X sostenía el enorme puño de Boomer con una sola mano, como si no fuera la gran cosa. El enorme Reploid verde palideció al ver al comandante.

-Un verdadero Maverik Hunter nunca ataca a un oponente caído…- murmuró de manera peligrosa. Boomer, hizo una mueca, he hizo el estúpido intento de golpear a X con su otro puño.

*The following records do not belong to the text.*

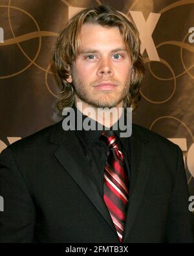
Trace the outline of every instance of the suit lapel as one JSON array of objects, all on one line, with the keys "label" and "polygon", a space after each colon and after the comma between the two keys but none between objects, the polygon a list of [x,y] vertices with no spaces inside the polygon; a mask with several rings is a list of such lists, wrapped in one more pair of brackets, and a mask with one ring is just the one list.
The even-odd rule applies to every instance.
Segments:
[{"label": "suit lapel", "polygon": [[63,170],[68,172],[117,235],[109,211],[95,183],[88,161],[74,131],[63,130],[62,122],[60,121],[54,128],[51,142],[59,145],[54,155],[63,166]]},{"label": "suit lapel", "polygon": [[[54,126],[50,141],[59,145],[54,155],[63,166],[63,170],[68,172],[117,237],[109,211],[100,190],[95,184],[83,148],[74,132],[65,132],[62,129],[61,121]],[[136,125],[133,125],[132,135],[130,137],[130,194],[123,235],[124,242],[127,240],[134,223],[151,168],[153,153],[147,148],[146,143],[143,132]]]},{"label": "suit lapel", "polygon": [[134,223],[138,207],[142,200],[144,189],[151,169],[153,153],[146,145],[145,135],[133,126],[131,145],[130,194],[127,207],[127,216],[123,235],[123,242],[127,237]]}]

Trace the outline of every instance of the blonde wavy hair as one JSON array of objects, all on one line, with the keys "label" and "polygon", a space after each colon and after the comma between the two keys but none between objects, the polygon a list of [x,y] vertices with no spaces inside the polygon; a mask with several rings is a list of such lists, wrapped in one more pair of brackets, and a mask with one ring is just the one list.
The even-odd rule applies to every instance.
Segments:
[{"label": "blonde wavy hair", "polygon": [[131,55],[134,78],[124,99],[124,106],[135,109],[140,99],[140,84],[144,75],[144,66],[140,54],[140,41],[135,25],[127,17],[112,8],[100,5],[90,7],[74,15],[61,32],[53,56],[54,66],[61,81],[61,91],[56,102],[59,110],[71,107],[74,102],[73,83],[67,78],[70,75],[72,62],[79,54],[80,30],[84,23],[117,27],[123,37],[125,47]]}]

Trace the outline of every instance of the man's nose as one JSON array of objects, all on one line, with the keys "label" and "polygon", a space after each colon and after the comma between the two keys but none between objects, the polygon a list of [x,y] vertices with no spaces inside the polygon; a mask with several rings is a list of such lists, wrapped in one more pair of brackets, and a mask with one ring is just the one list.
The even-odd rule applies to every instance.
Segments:
[{"label": "man's nose", "polygon": [[102,58],[98,69],[98,76],[113,76],[114,71],[111,60],[107,58]]}]

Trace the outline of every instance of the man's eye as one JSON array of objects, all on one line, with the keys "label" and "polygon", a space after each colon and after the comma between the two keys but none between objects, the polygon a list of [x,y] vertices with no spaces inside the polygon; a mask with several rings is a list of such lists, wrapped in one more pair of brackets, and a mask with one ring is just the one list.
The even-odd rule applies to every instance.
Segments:
[{"label": "man's eye", "polygon": [[120,59],[122,57],[122,56],[121,56],[121,54],[119,54],[118,53],[116,53],[116,54],[113,55],[113,57],[114,57],[114,58],[115,60],[118,60],[118,59]]},{"label": "man's eye", "polygon": [[93,60],[94,58],[94,55],[93,54],[90,54],[88,55],[86,58],[89,59],[89,60]]}]

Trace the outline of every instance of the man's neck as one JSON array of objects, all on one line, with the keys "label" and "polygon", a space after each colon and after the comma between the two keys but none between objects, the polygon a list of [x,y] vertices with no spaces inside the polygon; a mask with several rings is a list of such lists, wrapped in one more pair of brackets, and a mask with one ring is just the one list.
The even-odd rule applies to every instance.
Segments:
[{"label": "man's neck", "polygon": [[123,111],[123,102],[111,108],[96,108],[81,100],[76,100],[75,106],[83,114],[108,128],[118,121]]}]

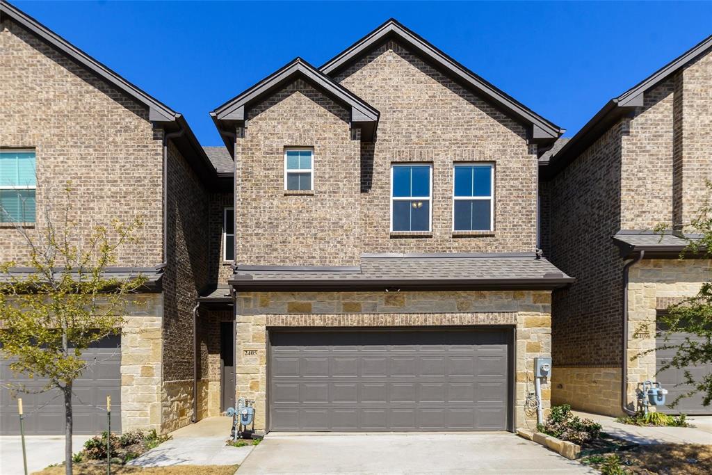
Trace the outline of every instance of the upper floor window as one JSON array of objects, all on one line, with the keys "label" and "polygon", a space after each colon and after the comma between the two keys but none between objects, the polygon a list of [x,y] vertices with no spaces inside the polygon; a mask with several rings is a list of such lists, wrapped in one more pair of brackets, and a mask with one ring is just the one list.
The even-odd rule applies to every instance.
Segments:
[{"label": "upper floor window", "polygon": [[223,211],[223,261],[235,260],[235,212],[232,208]]},{"label": "upper floor window", "polygon": [[432,166],[391,166],[391,231],[430,231]]},{"label": "upper floor window", "polygon": [[494,167],[456,164],[453,193],[454,231],[494,229]]},{"label": "upper floor window", "polygon": [[288,148],[284,151],[284,189],[314,189],[314,150]]},{"label": "upper floor window", "polygon": [[0,150],[0,222],[35,222],[33,150]]}]

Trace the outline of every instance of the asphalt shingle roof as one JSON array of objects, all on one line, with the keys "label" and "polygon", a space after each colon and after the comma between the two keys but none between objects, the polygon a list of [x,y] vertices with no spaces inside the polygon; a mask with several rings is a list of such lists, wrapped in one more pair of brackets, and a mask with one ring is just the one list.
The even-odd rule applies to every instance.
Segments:
[{"label": "asphalt shingle roof", "polygon": [[365,254],[355,268],[289,268],[239,266],[233,280],[266,282],[520,281],[570,279],[535,254]]},{"label": "asphalt shingle roof", "polygon": [[218,173],[234,173],[234,162],[230,152],[224,147],[204,147],[205,155],[210,159],[210,162],[215,167]]}]

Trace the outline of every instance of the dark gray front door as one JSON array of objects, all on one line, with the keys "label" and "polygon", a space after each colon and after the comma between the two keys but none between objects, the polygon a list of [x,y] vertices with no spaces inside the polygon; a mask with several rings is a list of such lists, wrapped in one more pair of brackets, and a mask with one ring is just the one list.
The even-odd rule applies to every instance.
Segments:
[{"label": "dark gray front door", "polygon": [[270,333],[274,431],[506,430],[507,330]]},{"label": "dark gray front door", "polygon": [[[83,357],[95,362],[74,382],[73,412],[74,433],[98,434],[106,430],[106,397],[111,395],[111,429],[121,431],[121,337],[105,338],[87,349]],[[39,390],[43,380],[31,380],[10,370],[9,361],[0,362],[0,434],[20,433],[17,400],[6,383],[21,383],[30,390]],[[24,407],[25,433],[34,435],[64,433],[64,397],[59,391],[39,394],[18,393]],[[103,409],[99,409],[98,406]]]},{"label": "dark gray front door", "polygon": [[[659,338],[656,342],[657,346],[663,345],[678,345],[685,341],[685,338],[688,336],[686,333],[675,333],[671,336],[670,339],[665,342],[662,338]],[[692,337],[693,339],[695,337]],[[702,340],[700,339],[702,343]],[[669,361],[675,355],[675,350],[657,350],[655,352],[655,360],[656,369],[662,367],[666,361]],[[696,380],[701,380],[705,375],[712,373],[712,364],[703,365],[701,366],[691,366],[685,368],[690,372],[692,377]],[[684,370],[677,368],[670,368],[661,372],[657,375],[657,381],[660,382],[663,387],[669,391],[666,400],[671,402],[675,400],[679,395],[686,394],[693,389],[689,385],[676,385],[682,383],[685,380]],[[698,392],[691,397],[684,397],[680,400],[677,406],[674,409],[664,407],[661,412],[668,414],[712,414],[712,406],[705,407],[702,405],[702,395]]]},{"label": "dark gray front door", "polygon": [[220,323],[220,387],[221,388],[221,410],[235,405],[235,346],[233,343],[232,322]]}]

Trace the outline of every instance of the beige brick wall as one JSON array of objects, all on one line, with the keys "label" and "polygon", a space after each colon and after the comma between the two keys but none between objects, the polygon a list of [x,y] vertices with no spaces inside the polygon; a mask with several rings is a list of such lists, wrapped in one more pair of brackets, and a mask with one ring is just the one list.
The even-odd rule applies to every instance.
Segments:
[{"label": "beige brick wall", "polygon": [[[238,298],[237,395],[255,400],[256,428],[265,428],[266,338],[270,327],[397,327],[490,325],[515,329],[516,427],[535,425],[525,414],[534,390],[535,357],[551,355],[548,292],[246,293]],[[246,355],[246,350],[256,355]],[[550,385],[543,385],[544,407]]]},{"label": "beige brick wall", "polygon": [[655,379],[655,320],[659,302],[691,297],[709,281],[712,261],[644,259],[630,268],[628,284],[629,404],[636,403],[638,384]]},{"label": "beige brick wall", "polygon": [[132,298],[121,338],[121,428],[161,429],[163,298]]},{"label": "beige brick wall", "polygon": [[[0,147],[35,150],[38,214],[51,203],[63,207],[62,189],[71,181],[73,217],[84,236],[114,218],[144,216],[137,241],[118,249],[116,265],[162,262],[162,136],[149,122],[147,106],[6,17],[0,84]],[[41,223],[36,226],[41,231]],[[0,260],[21,261],[23,241],[15,229],[4,228]]]},{"label": "beige brick wall", "polygon": [[551,374],[551,404],[562,404],[580,411],[622,415],[620,366],[555,365]]}]

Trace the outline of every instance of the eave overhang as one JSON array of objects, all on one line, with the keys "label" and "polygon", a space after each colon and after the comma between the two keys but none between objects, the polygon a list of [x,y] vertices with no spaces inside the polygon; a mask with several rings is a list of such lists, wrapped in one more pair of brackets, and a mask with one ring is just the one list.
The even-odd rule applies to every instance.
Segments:
[{"label": "eave overhang", "polygon": [[373,48],[393,38],[409,45],[426,63],[473,90],[499,110],[527,125],[528,139],[531,142],[548,144],[565,132],[564,129],[535,113],[393,19],[327,61],[319,69],[334,77]]},{"label": "eave overhang", "polygon": [[378,125],[378,110],[307,61],[301,58],[296,58],[210,113],[225,145],[234,157],[235,127],[246,126],[247,112],[250,107],[298,78],[306,80],[317,89],[346,107],[350,113],[351,127],[361,130],[361,140],[366,142],[374,140]]}]

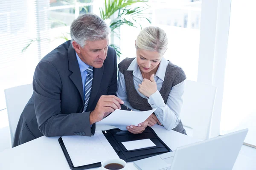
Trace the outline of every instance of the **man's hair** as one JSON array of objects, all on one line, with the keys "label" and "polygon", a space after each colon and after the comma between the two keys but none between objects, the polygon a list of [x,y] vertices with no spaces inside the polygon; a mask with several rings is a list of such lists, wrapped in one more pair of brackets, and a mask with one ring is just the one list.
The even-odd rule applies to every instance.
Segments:
[{"label": "man's hair", "polygon": [[110,33],[110,28],[106,23],[93,14],[79,16],[70,26],[71,42],[76,41],[82,47],[86,41],[104,40]]},{"label": "man's hair", "polygon": [[167,49],[168,39],[163,29],[157,26],[150,26],[142,29],[137,37],[135,47],[151,51],[157,51],[163,55]]}]

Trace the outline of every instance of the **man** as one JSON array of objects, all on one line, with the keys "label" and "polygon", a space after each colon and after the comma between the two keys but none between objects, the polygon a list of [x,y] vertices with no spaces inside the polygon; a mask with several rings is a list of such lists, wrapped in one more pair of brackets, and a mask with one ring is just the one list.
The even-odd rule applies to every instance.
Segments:
[{"label": "man", "polygon": [[71,40],[47,54],[34,75],[34,92],[21,113],[13,147],[44,135],[94,135],[95,122],[119,109],[116,55],[109,28],[98,16],[79,16]]}]

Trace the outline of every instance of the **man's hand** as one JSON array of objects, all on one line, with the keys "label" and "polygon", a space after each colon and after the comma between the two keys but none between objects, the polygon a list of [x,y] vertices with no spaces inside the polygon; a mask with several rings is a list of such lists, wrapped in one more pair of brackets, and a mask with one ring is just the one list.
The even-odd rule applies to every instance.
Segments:
[{"label": "man's hand", "polygon": [[137,126],[133,125],[127,126],[126,129],[131,133],[134,134],[141,133],[145,130],[148,125],[148,121],[146,120],[144,122],[139,124]]},{"label": "man's hand", "polygon": [[147,119],[147,120],[148,122],[148,126],[149,127],[154,126],[157,123],[158,123],[159,125],[162,125],[162,123],[159,122],[159,120],[158,120],[157,116],[154,114],[151,114],[151,115],[150,115],[149,117]]},{"label": "man's hand", "polygon": [[124,104],[124,102],[116,96],[101,96],[95,109],[90,114],[90,125],[100,121],[115,110],[120,109],[120,103]]},{"label": "man's hand", "polygon": [[157,90],[157,83],[154,79],[154,74],[151,75],[150,80],[144,79],[141,84],[139,84],[139,87],[140,87],[140,88],[138,89],[139,91],[148,97],[149,97]]}]

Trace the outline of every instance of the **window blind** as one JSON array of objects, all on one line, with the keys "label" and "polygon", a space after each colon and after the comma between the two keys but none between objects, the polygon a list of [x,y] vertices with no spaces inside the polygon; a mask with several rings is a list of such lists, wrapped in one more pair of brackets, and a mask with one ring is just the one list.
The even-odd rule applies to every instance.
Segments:
[{"label": "window blind", "polygon": [[5,108],[3,90],[32,83],[49,48],[49,6],[44,0],[0,1],[0,110]]}]

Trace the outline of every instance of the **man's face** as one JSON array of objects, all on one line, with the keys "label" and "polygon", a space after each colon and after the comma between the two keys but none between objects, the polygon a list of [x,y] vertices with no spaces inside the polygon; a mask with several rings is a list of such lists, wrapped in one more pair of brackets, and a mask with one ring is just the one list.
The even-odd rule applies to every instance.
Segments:
[{"label": "man's face", "polygon": [[108,38],[95,41],[87,41],[82,48],[75,41],[73,44],[77,55],[85,64],[95,68],[102,66],[108,53]]}]

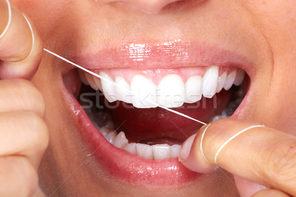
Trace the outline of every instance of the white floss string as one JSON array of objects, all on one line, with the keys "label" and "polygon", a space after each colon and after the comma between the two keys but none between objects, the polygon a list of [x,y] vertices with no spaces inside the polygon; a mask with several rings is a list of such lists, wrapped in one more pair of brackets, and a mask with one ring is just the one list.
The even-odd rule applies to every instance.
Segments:
[{"label": "white floss string", "polygon": [[[68,60],[67,59],[65,59],[65,58],[64,58],[63,57],[61,57],[61,56],[60,56],[59,55],[57,55],[57,54],[55,54],[55,53],[53,53],[53,52],[52,52],[51,51],[49,51],[49,50],[47,50],[47,49],[44,49],[44,51],[45,51],[46,52],[48,52],[48,53],[49,53],[50,54],[52,54],[52,55],[53,55],[54,56],[56,56],[56,57],[57,57],[57,58],[60,58],[60,59],[61,59],[61,60],[64,60],[64,61],[65,61],[65,62],[68,62],[68,63],[70,63],[70,64],[72,64],[72,65],[73,65],[73,66],[76,66],[76,67],[78,67],[78,68],[80,68],[80,69],[82,69],[82,70],[84,70],[85,72],[87,72],[89,73],[89,74],[92,74],[92,75],[94,75],[94,76],[96,76],[96,77],[98,77],[98,78],[100,78],[101,79],[102,79],[102,80],[104,80],[107,81],[108,81],[108,82],[109,82],[109,83],[111,83],[112,84],[113,84],[114,86],[117,86],[117,87],[119,87],[119,88],[122,88],[122,89],[124,89],[124,90],[126,90],[127,91],[128,91],[129,93],[131,93],[131,94],[133,94],[133,95],[135,95],[135,94],[134,94],[134,93],[133,93],[133,92],[132,92],[132,91],[131,91],[130,90],[127,90],[127,89],[126,89],[125,88],[124,88],[124,87],[121,87],[121,86],[119,86],[119,85],[118,85],[118,84],[117,84],[115,83],[114,82],[112,82],[112,81],[110,81],[110,80],[109,80],[108,79],[107,79],[107,78],[104,78],[104,77],[102,77],[101,76],[100,76],[100,75],[98,75],[98,74],[96,74],[96,73],[94,73],[94,72],[92,72],[91,71],[90,71],[90,70],[88,70],[87,69],[86,69],[86,68],[84,68],[84,67],[82,67],[82,66],[79,66],[79,65],[76,65],[76,64],[73,63],[73,62],[72,62],[70,61],[69,60]],[[143,99],[141,99],[141,98],[139,98],[140,99],[140,100],[141,100],[141,101],[144,101],[144,100],[143,100]],[[179,112],[178,112],[178,111],[175,111],[175,110],[172,110],[172,109],[170,109],[170,108],[167,108],[167,107],[164,107],[164,106],[162,106],[162,105],[160,105],[160,104],[159,104],[158,103],[155,103],[155,102],[153,102],[153,101],[151,101],[151,100],[149,100],[149,99],[145,99],[145,101],[148,101],[148,102],[149,102],[150,103],[151,103],[151,104],[153,104],[153,105],[155,105],[155,106],[157,106],[157,107],[160,107],[160,108],[163,108],[163,109],[166,109],[166,110],[168,110],[168,111],[170,111],[170,112],[173,112],[173,113],[175,113],[175,114],[178,114],[178,115],[180,115],[180,116],[183,116],[184,117],[187,118],[188,118],[188,119],[190,119],[190,120],[193,120],[193,121],[195,121],[195,122],[198,122],[198,123],[201,123],[201,124],[203,124],[203,125],[206,125],[206,123],[203,123],[203,122],[201,122],[201,121],[199,121],[199,120],[196,120],[196,119],[194,119],[194,118],[191,118],[191,117],[190,117],[190,116],[187,116],[187,115],[186,115],[184,114],[183,114],[183,113],[182,113]]]},{"label": "white floss string", "polygon": [[206,158],[206,156],[205,156],[205,154],[203,153],[203,150],[202,149],[202,141],[203,140],[203,138],[205,136],[205,133],[206,133],[206,131],[207,131],[207,130],[208,129],[208,128],[209,127],[210,127],[210,125],[211,125],[211,124],[209,124],[207,127],[206,127],[206,129],[205,129],[205,130],[204,130],[203,132],[202,133],[202,135],[201,135],[201,139],[200,139],[200,152],[201,152],[201,154],[202,155],[202,156],[203,156],[204,158],[205,159],[205,160],[206,160],[206,161],[208,162],[209,162],[209,161],[208,160],[208,159]]},{"label": "white floss string", "polygon": [[230,141],[231,141],[232,139],[233,139],[235,137],[236,137],[236,136],[237,136],[238,135],[242,134],[242,133],[243,133],[244,132],[249,130],[253,128],[255,128],[257,127],[264,127],[264,126],[263,125],[254,125],[250,127],[248,127],[246,129],[245,129],[242,131],[239,131],[239,132],[238,132],[237,133],[235,134],[234,135],[233,135],[233,136],[232,136],[231,137],[230,137],[230,138],[229,138],[226,141],[225,141],[224,144],[222,144],[222,145],[220,147],[220,148],[219,148],[219,149],[218,150],[218,151],[217,151],[217,152],[216,153],[216,155],[215,156],[215,163],[216,164],[217,164],[217,158],[218,157],[218,155],[219,155],[219,153],[220,153],[220,152],[221,152],[221,151],[222,150],[222,149],[223,149],[223,148],[224,148],[224,147],[225,146],[226,146],[226,145],[227,144],[228,144]]},{"label": "white floss string", "polygon": [[10,6],[10,3],[8,0],[6,0],[6,2],[7,2],[7,5],[8,6],[8,21],[7,22],[7,24],[6,25],[4,31],[0,35],[0,38],[1,38],[4,34],[6,33],[10,25],[10,23],[11,23],[11,7]]}]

El Reploid azul atrapó el otro golpe con su mano libre con insultante facilidad. – Y menos si ese oponente es mi aprendiz…

Rápidamente X le torció uno de los brazos contra su enrome espalda, Boomer lanzó un gemido de dolor al momento que caía sobre sus rodillas.

-¿Fui lo suficientemente claro, Cavo Boomer?- le preguntó con una peligrosa media sonrisa.

-Como el cristal…señor…- murmuró a regañadientes, lanzándole una mirada de fría cólera al sonriente Axl.

-Muy bien, lárgate- con estas palabras soltó a enorme Reploid.

-La próxima vez la pagaras mosquito…-amenazó a Axl mientras pasaba frente a él, en dirección al pasillo del que Axl venía. – Cuando tu niñera no esté aquí para salvarte…- murmuró un poco más bajo.

-Cuando quieras, gorila…- le dijo sonriente el joven.

Una vez que el brabucón hubo desaparecido entre la multitud X se volvió hacia su compañero y aprendiz, lanzándole una mirada acusadora.

-¿Y bien?

-¡Él se lo buscó!- alegó el joven. X lo miró sin convencerse. - ¡Vamos, X! ¡Sabes que me detesta, buscaría cualquier excusa para sacarme los sesos a puñetazos! ¡Además yo no…ugh! – Axl tuvo que parar de hablar, ya que su nariz estaba sangrando aún más, el joven se las sostuvo con los dedos, pero rápidamente tuvo que soltarla porque le dolía demasiado.

X suspiró.

-"Hunters X, Zero y Axl. Repórtense en la sala de Navegación" – dijo de repente la vos de Alia a través de uno de los parlantes instalados por toda la base.

-Hablaremos de esto después…- sentenció el Reploid.- …Axl, no puedes ir dándole pelea a cualquiera que te la pida…

-Hm…lo sé- murmuró el joven algo apenado. Su plan para mejorar el humor de X no estaba funcionando muy bien.

X lo miró, finalmente sonrió.

-Vamos, tal vez Alia se halla apiadado de ti…

-Espero que sí…- sonrió su compañero a su vez, mientras ambos empezaban a correr en dirección a la sala de navegación.